Factors that could adversely impact the Company’s future operations or financial results include, but are not limited to the following: periods of economic weakness and uncertainty in Hawai‘i and the mainland United States; high unemployment rates and low consumer confidence; uncertainties and changes in U.S. social, political, regulatory and economic conditions or laws and policies and concerns surrounding ongoing developments in the European Union, Middle East, and Asia; the general availability of mortgage financing, including the effect of more stringent lending standards for mortgages and perceived or actual changes in interest rates; risks related to the Company’s investments in real property, the value and salability of which could be impacted by the economic factors discussed above or other factors; the popularity of Maui in particular and Hawai‘i in general as a vacation destination or second-home market; increased energy costs, including fuel costs, which affect tourism on Maui and Hawai‘i generally; untimely completion of land development projects within forecasted time and budget expectations; inability to obtain land use entitlements at a reasonable cost or in a timely manner; unfavorable legislative decisions by state and local governmental agencies; impact of governmental fines and assessments; the cyclical market demand for luxury real estate on Maui and in Hawai‘i generally; increased competition from other luxury real estate developers on Maui and in Hawai‘i generally; failure of future joint venture partners to perform in accordance with their contractual agreements; environmental regulations; acts of God, such as tsunamis, hurricanes, earthquakes and other natural disasters, such as the recent Maui wildfires; the spread of contagious diseases, such as the Coronavirus; the Company’s location apart from the mainland United States, which results in the Company’s financial performance being more sensitive to the aforementioned economic risks; failure to comply with restrictive financial covenants in the Company’s credit arrangements; and an inability to achieve the Company’s short and long-term goals and cash flow requirements.

 

LEGAL CONTINGENCIES

 

The Company is party to claims and lawsuits as well as threatened or potential actions or claims concerning matters arising from the conduct of its business activities.
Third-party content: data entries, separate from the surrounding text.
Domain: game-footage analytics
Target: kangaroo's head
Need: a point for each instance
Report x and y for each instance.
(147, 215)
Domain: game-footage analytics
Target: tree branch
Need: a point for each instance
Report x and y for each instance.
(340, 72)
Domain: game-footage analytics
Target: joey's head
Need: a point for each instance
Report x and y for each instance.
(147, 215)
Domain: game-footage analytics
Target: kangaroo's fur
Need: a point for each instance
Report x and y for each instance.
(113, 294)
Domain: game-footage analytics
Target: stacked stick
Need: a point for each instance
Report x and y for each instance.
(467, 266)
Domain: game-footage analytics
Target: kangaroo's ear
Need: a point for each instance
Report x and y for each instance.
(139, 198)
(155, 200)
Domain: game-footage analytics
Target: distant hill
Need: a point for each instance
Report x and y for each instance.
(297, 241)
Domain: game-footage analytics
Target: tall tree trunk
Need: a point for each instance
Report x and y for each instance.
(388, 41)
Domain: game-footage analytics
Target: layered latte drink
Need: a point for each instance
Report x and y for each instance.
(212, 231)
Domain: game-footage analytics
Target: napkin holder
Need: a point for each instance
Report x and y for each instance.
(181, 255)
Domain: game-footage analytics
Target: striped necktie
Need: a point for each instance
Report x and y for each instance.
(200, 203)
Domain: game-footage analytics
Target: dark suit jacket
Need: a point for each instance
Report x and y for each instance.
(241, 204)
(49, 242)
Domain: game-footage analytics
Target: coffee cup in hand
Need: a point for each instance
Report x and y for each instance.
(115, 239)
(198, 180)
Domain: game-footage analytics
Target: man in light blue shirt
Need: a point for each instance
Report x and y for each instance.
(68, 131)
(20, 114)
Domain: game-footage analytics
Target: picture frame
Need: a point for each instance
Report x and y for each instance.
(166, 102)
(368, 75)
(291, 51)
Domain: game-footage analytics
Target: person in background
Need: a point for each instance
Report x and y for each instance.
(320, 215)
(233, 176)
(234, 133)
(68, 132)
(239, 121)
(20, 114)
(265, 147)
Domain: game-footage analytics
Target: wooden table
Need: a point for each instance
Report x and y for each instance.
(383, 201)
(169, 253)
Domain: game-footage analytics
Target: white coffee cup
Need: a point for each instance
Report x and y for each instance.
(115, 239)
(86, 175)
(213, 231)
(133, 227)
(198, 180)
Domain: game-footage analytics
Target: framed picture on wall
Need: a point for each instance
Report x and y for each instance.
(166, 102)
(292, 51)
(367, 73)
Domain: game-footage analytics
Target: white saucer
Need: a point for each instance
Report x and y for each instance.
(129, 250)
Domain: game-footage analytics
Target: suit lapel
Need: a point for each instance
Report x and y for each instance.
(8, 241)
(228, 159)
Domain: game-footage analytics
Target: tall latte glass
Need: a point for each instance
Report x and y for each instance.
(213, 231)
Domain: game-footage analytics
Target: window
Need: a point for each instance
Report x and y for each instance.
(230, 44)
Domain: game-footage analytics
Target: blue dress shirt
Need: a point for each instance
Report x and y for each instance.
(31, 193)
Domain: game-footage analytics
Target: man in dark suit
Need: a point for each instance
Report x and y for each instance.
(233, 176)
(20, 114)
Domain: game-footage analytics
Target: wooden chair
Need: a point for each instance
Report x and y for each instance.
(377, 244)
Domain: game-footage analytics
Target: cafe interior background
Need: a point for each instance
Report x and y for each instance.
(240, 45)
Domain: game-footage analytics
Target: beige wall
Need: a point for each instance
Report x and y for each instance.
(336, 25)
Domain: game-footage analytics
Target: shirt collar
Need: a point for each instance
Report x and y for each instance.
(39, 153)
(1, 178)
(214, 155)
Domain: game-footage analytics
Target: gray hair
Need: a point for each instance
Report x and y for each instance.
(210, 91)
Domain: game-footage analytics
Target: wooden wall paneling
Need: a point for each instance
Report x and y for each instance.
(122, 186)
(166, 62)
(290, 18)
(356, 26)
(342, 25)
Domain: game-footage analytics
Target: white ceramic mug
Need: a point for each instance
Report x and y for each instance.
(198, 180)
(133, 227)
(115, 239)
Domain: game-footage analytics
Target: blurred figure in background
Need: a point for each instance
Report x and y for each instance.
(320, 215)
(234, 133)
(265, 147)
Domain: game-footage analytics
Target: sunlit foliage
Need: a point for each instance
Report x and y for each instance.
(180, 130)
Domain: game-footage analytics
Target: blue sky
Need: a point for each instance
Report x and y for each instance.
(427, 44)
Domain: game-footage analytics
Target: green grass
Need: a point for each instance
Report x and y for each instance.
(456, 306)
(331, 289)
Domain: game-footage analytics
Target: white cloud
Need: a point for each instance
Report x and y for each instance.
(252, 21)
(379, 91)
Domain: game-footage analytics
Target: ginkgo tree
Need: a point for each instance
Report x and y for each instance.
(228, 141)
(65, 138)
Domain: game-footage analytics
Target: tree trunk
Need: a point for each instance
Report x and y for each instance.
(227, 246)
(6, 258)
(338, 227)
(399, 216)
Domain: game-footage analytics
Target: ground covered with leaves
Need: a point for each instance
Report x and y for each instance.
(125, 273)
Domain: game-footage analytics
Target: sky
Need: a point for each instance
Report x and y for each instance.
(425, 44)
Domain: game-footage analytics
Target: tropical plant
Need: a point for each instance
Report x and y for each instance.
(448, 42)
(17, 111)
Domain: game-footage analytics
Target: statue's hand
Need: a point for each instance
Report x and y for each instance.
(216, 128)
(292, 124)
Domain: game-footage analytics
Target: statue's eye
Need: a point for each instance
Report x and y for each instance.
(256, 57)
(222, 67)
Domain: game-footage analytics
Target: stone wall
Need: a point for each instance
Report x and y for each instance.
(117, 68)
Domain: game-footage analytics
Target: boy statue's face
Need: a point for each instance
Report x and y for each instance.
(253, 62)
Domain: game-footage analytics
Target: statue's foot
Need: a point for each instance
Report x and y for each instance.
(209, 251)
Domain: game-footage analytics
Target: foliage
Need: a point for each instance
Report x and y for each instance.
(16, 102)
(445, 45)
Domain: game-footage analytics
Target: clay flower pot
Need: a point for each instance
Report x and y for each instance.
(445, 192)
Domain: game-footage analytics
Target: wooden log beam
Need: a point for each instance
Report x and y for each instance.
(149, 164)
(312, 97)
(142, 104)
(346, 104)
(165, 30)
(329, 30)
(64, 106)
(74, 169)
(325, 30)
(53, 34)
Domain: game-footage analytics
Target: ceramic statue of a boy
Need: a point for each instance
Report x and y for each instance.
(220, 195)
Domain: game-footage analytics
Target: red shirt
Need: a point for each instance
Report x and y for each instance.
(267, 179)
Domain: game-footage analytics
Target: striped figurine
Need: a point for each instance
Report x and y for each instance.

The outcome of claims or litigation and the timing of ultimate resolution are inherently difficult to predict and significant judgment may be required in the determination of both the probability of loss and whether the amount of the loss is reasonably estimable. The Company’s estimates are subjective and are based on the status of legal and regulatory proceedings, the merit of the Company’s defenses and consultation with external legal counsel. An accrual for a potential litigation loss is established when information related to the loss contingency indicates both that a loss is probable and that the amount of loss can be reasonably estimated. Refer to Note 9 to the consolidated financial statements for further information regarding the Company’s legal proceedings.

 

NEW ACCOUNTING STANDARD ADOPTED

 

In June 2016, the FASB issued ASU 2016-13 to update the methodology used to measure current expected credit losses (“CECL”). This ASU applies to financial assets measured at amortized cost, including loans, held-to-maturity debt securities, net investments in leases, and trade accounts receivable as well as certain off-balance sheet exposures, such as loan commitments. This ASU requires consideration of a broader range of reasonable and supportable information to explain credit loss estimates. The guidance was adopted on January 1, 2023 using a modified retrospective transition method applied to receivable balances in the Company’s non-leasing segments. There was no cumulative-effect adjustment to retained earnings/(deficit) upon adoption of the ASU.